Because outdated directories turn out to be Pulitzer-prize-winning levels of not-boring, we should turn to binary counter overflows, surely a reliably tedious topic. A computer armed with a three-digit binary counter can count from zero to seven: 000, 001, 010, 011, 100, 101, 110, 111 — and then the counter overflows back to zero. A 32-digit binary counter will get you to nearly 4.3bn before overflowing — 4,294,967,295 to be precise.
This is fairly boring stuff, unless you are working at the Los Angeles Air Route Traffic Control Center and your radio system simultaneously disconnects from each of the 800 aircraft flying over southern California. This happened on September 14 2004, and whatever adjectives sprang to the minds of the air traffic controllers and the pilots, “boring” was not one of them.
The culprit? A binary counter overflow in the traffic control computer clock: it was counting down milliseconds from 4.3 billion, which takes just under 50 days to do. When it hit zero the system shut down. Standard procedure was to forestall any problem by rebooting every 30 days, but in the summer of 2004 that evidently did not happen.
As Matt Parker explains in his book Humble Pi, this wasn’t a one-off error. Windows 95 computers would crash for the same reason, while the Boeing 787 Dreamliner had a similar issue and would lose all electronics if somebody left the computers running for more than 248 days.
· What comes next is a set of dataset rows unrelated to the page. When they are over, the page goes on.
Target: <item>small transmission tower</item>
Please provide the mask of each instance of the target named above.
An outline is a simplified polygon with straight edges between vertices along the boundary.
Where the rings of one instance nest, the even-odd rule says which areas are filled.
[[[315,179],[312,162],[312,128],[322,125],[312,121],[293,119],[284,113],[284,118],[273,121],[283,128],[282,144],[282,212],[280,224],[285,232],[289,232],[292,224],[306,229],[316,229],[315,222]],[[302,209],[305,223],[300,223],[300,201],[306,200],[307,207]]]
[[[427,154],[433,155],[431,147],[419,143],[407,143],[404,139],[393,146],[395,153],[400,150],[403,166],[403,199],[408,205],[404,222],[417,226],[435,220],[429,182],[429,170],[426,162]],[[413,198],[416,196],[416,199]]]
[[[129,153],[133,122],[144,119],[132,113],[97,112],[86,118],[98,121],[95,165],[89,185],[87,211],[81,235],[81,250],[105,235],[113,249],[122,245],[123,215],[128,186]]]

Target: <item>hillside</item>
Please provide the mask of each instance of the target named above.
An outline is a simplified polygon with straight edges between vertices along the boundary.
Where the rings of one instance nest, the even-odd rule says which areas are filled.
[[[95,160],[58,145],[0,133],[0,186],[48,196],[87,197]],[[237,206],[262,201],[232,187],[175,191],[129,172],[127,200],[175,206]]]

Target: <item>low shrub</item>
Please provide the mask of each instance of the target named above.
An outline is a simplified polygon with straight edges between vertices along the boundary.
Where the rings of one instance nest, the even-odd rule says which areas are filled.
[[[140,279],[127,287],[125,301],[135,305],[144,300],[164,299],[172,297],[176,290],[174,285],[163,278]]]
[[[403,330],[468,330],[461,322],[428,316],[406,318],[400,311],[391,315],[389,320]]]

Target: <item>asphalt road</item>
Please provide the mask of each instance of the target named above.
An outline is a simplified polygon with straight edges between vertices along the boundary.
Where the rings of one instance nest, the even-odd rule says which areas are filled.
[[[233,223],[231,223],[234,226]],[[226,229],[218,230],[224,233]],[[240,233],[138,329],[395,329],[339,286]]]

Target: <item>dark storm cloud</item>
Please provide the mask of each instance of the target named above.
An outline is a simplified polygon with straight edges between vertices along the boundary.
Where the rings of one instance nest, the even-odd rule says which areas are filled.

The boring things in life will shut down your electricity grid, identify paedophiles in the priesthood and crash your computer — or maybe even your aeroplane. Might we attempt a grand unified theory of boring things?
Perhaps. Here it is: smooth, successful operations are uninteresting, and uninteresting matters tend to be neglected. Eventually they stop working well, at which point they become interesting again.
This is certainly true of the AC waveform. It seems boring because it has felt like a solved problem. Yet, as with low inflation or herd immunity from measles, if we allow the foundations of a success story to be eaten away, we find that the problem isn’t quite as thoroughly solved as we assumed.
This is true also of archives. Even celebratory accounts of the Boston Globe team’s use of diocesan directories usually neglect to mention that if those directories hadn’t been available in library archives, the investigation would have hit a dead end.
Archives have a particular problem. If an archive fails — fails to save the right things, fails to preserve old documents or fails to maintain digital information in a format modern computers can interpret — then the fact of that failure may take years or even decades to emerge.
Success leads to boredom. Boredom leads to neglect. Neglect leads to failure. Failure is no longer boring. But if we don’t show more interest in the successful systems we have built, they may suddenly become far too interesting for comfort. By the time these boring topics start seeming interesting, it’s too late.